Pemasangan ring jantung adalah pilihan pada penyempitan derajat berat yang mengancam pasokan darah ke otot jantung. Sebagaimana Rilis yang dibuat oleh Perhimpunan Spesialis penyakit dalam (PAPDI) bahwa pengobatan penyakit jantung sudah dikerjakan oleh 160 ribu dokter umum, 5400 Spesialis Penyakit Dalam, dan 1500 spesialis dan subspesialis Jantung sesuai dengan kompetensinya masing-masing.

Pengadaan alat canggih tanpa perencanaan terkait ketersediaan SDM dan utilisasi akibat dari pikiran sesat serta pemahaman yang picik dan dangkal seorang menkes, yang merasa tahu dan merasa kompeten, tanpa pernah membahas masalah ini secara kolaboratif dengan perhimpunan spesialis terkait, tiba-tiba datanglah 200 unit Cathlab (dan 180 unit lagi segera akan menyusul), untuk pelbagai RSUD yang bahkan spesialis Jantung nya pun belum ada.

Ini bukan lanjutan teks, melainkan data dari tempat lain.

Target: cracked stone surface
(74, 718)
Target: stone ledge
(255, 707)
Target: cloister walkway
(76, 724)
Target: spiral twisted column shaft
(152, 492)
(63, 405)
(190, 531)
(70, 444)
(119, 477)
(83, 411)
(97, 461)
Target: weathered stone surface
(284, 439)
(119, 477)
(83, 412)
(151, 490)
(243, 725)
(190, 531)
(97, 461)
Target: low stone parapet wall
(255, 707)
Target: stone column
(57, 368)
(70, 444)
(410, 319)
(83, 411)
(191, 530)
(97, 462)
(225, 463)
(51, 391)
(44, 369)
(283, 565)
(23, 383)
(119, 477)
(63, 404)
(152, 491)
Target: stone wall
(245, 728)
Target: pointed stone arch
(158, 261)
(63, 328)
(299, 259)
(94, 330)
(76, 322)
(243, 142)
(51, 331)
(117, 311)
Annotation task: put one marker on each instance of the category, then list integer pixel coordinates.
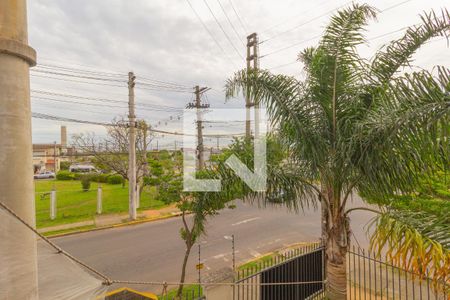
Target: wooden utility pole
(200, 148)
(132, 148)
(198, 105)
(252, 63)
(54, 157)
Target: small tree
(355, 125)
(111, 153)
(86, 182)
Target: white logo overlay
(223, 125)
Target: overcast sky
(164, 40)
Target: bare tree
(111, 152)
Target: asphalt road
(154, 251)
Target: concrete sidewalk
(109, 220)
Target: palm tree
(356, 125)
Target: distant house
(48, 157)
(82, 168)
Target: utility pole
(252, 63)
(199, 105)
(132, 148)
(17, 192)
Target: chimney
(63, 137)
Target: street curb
(130, 223)
(275, 252)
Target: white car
(44, 175)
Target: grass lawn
(188, 290)
(75, 205)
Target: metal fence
(296, 274)
(370, 277)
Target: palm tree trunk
(336, 251)
(183, 270)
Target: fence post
(53, 204)
(138, 196)
(99, 199)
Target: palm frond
(290, 109)
(416, 241)
(400, 138)
(398, 53)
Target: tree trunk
(336, 251)
(183, 270)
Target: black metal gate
(298, 275)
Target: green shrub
(115, 179)
(86, 183)
(100, 178)
(64, 175)
(64, 165)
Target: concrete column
(99, 200)
(53, 204)
(18, 259)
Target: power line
(285, 21)
(76, 76)
(82, 71)
(231, 24)
(371, 39)
(317, 36)
(223, 30)
(71, 120)
(244, 27)
(291, 46)
(209, 32)
(156, 106)
(88, 74)
(77, 81)
(304, 23)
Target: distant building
(48, 157)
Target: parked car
(44, 175)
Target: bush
(65, 175)
(86, 183)
(115, 179)
(100, 178)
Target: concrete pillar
(53, 204)
(18, 259)
(99, 200)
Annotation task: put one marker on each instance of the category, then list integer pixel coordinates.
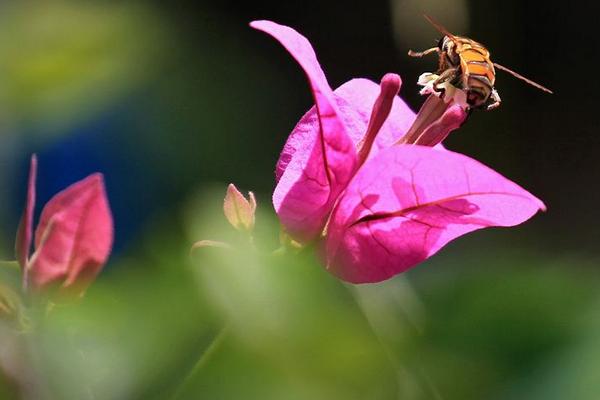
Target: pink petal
(408, 202)
(306, 192)
(74, 237)
(24, 233)
(238, 210)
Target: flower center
(389, 87)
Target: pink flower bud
(73, 238)
(238, 210)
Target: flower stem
(201, 362)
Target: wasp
(466, 64)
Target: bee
(466, 64)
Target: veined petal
(74, 237)
(406, 203)
(355, 100)
(307, 191)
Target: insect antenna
(521, 77)
(440, 28)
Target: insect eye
(441, 43)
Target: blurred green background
(172, 101)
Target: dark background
(174, 100)
(218, 99)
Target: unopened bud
(238, 210)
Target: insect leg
(496, 97)
(423, 53)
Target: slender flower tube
(73, 238)
(360, 174)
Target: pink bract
(73, 238)
(381, 207)
(408, 202)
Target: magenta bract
(73, 238)
(380, 206)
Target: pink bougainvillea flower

Saat peresmian RSUD di Pulau Komodo NTT, 9 Mei 2023, Presiden Jokowi bahkan mengeluh, “RSUD itu sudah dibangun dan dilengkapi dengan berbagai peralatan medis yang menghabiskan dana lebih dari 220 M, tapi sayang dokter spesialisnya kurang, akhirnya pelayanan jadi tidak maksimal” (https://setkab.go.id).

Bahkan saat peresmian RS tersebut menkes meminjam seorang spesialis jantung baru lulus yang tentu saja belum punya kompetensi pasang ring jantung. Kondisi serupa terjadi di banyak daerah seperti di RSUD Sultan Sulaiman di Serdang Bedagi dan RSUD Tanjungpura di Kab. Langkat yang sudah diinstal sejak awal 2024 tapi hingga saat ini belum dipakai untuk pelayanan alias mangkrak.

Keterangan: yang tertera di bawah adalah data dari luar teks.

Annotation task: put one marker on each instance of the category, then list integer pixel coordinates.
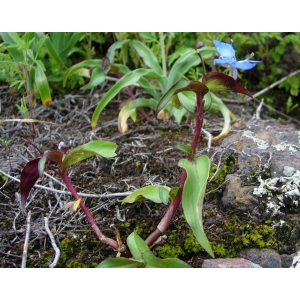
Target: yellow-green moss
(231, 238)
(75, 253)
(226, 168)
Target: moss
(209, 212)
(167, 250)
(172, 134)
(125, 225)
(226, 241)
(75, 253)
(227, 167)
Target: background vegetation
(26, 54)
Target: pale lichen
(289, 189)
(261, 144)
(284, 146)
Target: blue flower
(227, 59)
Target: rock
(263, 150)
(266, 258)
(287, 260)
(229, 263)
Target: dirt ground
(146, 155)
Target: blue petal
(224, 49)
(224, 60)
(244, 65)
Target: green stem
(163, 54)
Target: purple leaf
(29, 176)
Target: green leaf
(102, 148)
(217, 103)
(89, 63)
(128, 79)
(188, 100)
(143, 102)
(50, 48)
(185, 148)
(141, 252)
(15, 53)
(193, 196)
(148, 56)
(42, 85)
(124, 114)
(120, 262)
(189, 59)
(11, 38)
(155, 193)
(151, 261)
(112, 49)
(41, 165)
(167, 97)
(97, 78)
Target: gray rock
(266, 258)
(261, 149)
(287, 260)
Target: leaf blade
(193, 196)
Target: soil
(146, 155)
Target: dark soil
(146, 155)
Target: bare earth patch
(146, 155)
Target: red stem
(103, 239)
(166, 220)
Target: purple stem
(166, 220)
(103, 239)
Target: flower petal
(224, 60)
(224, 49)
(244, 65)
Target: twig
(56, 249)
(124, 194)
(24, 256)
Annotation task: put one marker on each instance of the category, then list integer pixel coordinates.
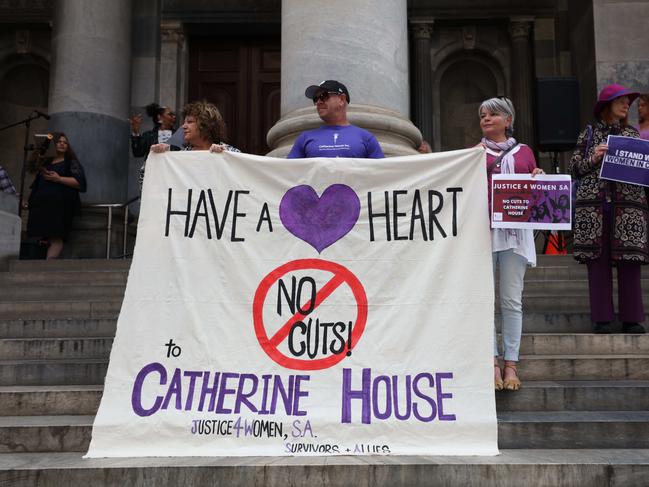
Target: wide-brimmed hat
(611, 92)
(330, 85)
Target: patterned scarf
(507, 164)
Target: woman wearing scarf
(512, 250)
(611, 218)
(164, 120)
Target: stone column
(522, 79)
(89, 90)
(173, 67)
(620, 50)
(422, 101)
(361, 44)
(145, 72)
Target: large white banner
(305, 307)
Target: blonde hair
(502, 105)
(209, 120)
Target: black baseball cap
(330, 85)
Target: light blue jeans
(512, 273)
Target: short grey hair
(501, 105)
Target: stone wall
(621, 53)
(9, 228)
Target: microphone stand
(26, 148)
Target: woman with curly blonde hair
(203, 129)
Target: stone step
(69, 265)
(578, 288)
(557, 322)
(619, 395)
(55, 348)
(48, 310)
(573, 429)
(531, 344)
(584, 367)
(49, 293)
(60, 278)
(561, 322)
(49, 400)
(512, 468)
(52, 372)
(556, 429)
(571, 272)
(595, 395)
(45, 433)
(58, 328)
(81, 325)
(531, 367)
(77, 323)
(583, 344)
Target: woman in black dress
(54, 199)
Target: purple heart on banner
(320, 221)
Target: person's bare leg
(55, 248)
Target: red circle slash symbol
(341, 275)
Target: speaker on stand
(557, 124)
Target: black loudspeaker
(557, 113)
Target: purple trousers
(600, 283)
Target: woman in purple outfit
(610, 226)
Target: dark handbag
(497, 160)
(575, 177)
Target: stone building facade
(415, 67)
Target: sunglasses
(324, 96)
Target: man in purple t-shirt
(337, 138)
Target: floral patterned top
(626, 202)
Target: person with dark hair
(337, 137)
(6, 186)
(643, 116)
(54, 199)
(203, 129)
(512, 249)
(424, 147)
(164, 120)
(610, 226)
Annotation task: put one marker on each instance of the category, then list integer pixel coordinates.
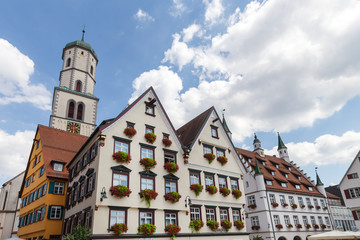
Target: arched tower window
(78, 86)
(68, 62)
(80, 111)
(71, 109)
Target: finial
(82, 39)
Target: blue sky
(278, 65)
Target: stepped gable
(279, 176)
(191, 130)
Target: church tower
(74, 106)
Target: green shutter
(51, 187)
(49, 211)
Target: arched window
(80, 111)
(78, 86)
(71, 109)
(68, 62)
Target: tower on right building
(282, 202)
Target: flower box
(172, 229)
(252, 206)
(211, 189)
(212, 224)
(236, 193)
(119, 228)
(148, 163)
(120, 191)
(148, 195)
(150, 137)
(294, 205)
(255, 227)
(239, 225)
(222, 160)
(122, 157)
(210, 157)
(171, 167)
(147, 229)
(196, 225)
(129, 132)
(172, 196)
(226, 224)
(197, 188)
(167, 142)
(224, 191)
(275, 204)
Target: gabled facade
(9, 206)
(350, 189)
(282, 202)
(44, 185)
(214, 164)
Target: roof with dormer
(283, 172)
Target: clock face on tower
(73, 127)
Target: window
(236, 215)
(147, 183)
(121, 146)
(170, 186)
(272, 198)
(276, 219)
(194, 178)
(234, 184)
(255, 221)
(210, 214)
(146, 217)
(195, 213)
(209, 180)
(80, 110)
(224, 214)
(120, 179)
(170, 218)
(207, 149)
(71, 109)
(251, 200)
(117, 216)
(147, 153)
(214, 132)
(222, 182)
(55, 212)
(59, 167)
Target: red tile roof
(279, 173)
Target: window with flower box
(146, 216)
(195, 213)
(210, 213)
(224, 214)
(171, 218)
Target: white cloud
(214, 10)
(14, 152)
(325, 150)
(280, 65)
(15, 71)
(143, 16)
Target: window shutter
(347, 194)
(49, 211)
(51, 187)
(355, 215)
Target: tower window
(79, 115)
(71, 109)
(68, 62)
(78, 86)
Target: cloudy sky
(275, 66)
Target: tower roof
(280, 142)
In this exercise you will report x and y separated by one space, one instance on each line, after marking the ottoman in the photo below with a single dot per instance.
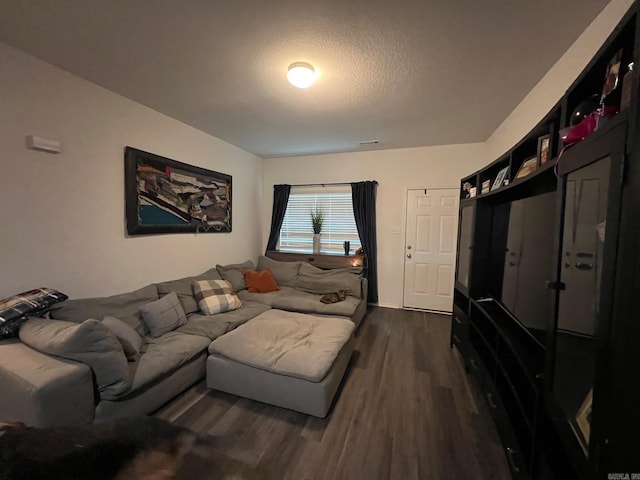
288 359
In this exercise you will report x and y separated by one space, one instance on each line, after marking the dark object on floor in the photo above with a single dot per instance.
335 297
141 449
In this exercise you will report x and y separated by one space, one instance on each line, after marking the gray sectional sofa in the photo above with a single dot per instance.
45 390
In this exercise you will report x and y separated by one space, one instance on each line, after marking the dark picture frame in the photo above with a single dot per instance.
500 178
544 149
167 196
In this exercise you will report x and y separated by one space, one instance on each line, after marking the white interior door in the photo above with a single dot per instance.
430 248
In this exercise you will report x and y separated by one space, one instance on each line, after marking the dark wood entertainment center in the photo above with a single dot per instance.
547 292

Sedangkan alat Cathlab di RSUD Adyatma di Kota Semarang sudah lebih dari setahun diinstal tapi belum bisa dipakai untuk layanan pasien JKN/ BPJS, karena jumlah ketersediaan alat Cathlab di kota Semarang yang sudah melebihi kebutuhan untuk layanan pasien dengan pembiayaan BPJS.

Informasi dari Asosiasi Institusi Pendidikan Kedokteran Indonesia (AIPKI) menyebutkan bahwa sekitar April 2024 lalu, dirjen nakes pernah mengumpulkan para Dekan FK yang memiliki prodi spesialis dan meminta para Dekan untuk menugaskan para dokter residen atau PPDS tahun terakhir (Chief Residen) ke banyak RSUD yang sudah terlanjur menerima pelbagai alat canggih tapi belum punya spesialis terkait (agar jangan sampai jadi temuan KPK).

Tentu saja permintaan tsb. ditolak dengan alasan bahwa penugasan chief residen hanya bisa untuk 2 (dua) kepentingan, Pelayanan atau Pembelajaran. Bila untuk pelayanan maka PPDS tsb. harus sudah memiliki kompetensi terkait penggunaan alat tsb. (misal Cathlab), tapi bila untuk pembelajaran maka syaratnya di RS tempat penugasan tsb. harus ada Spesialis (yang punya kompetensi dan punya SIP di RS tsb.) sebagai pembimbing atau supervisor-nya.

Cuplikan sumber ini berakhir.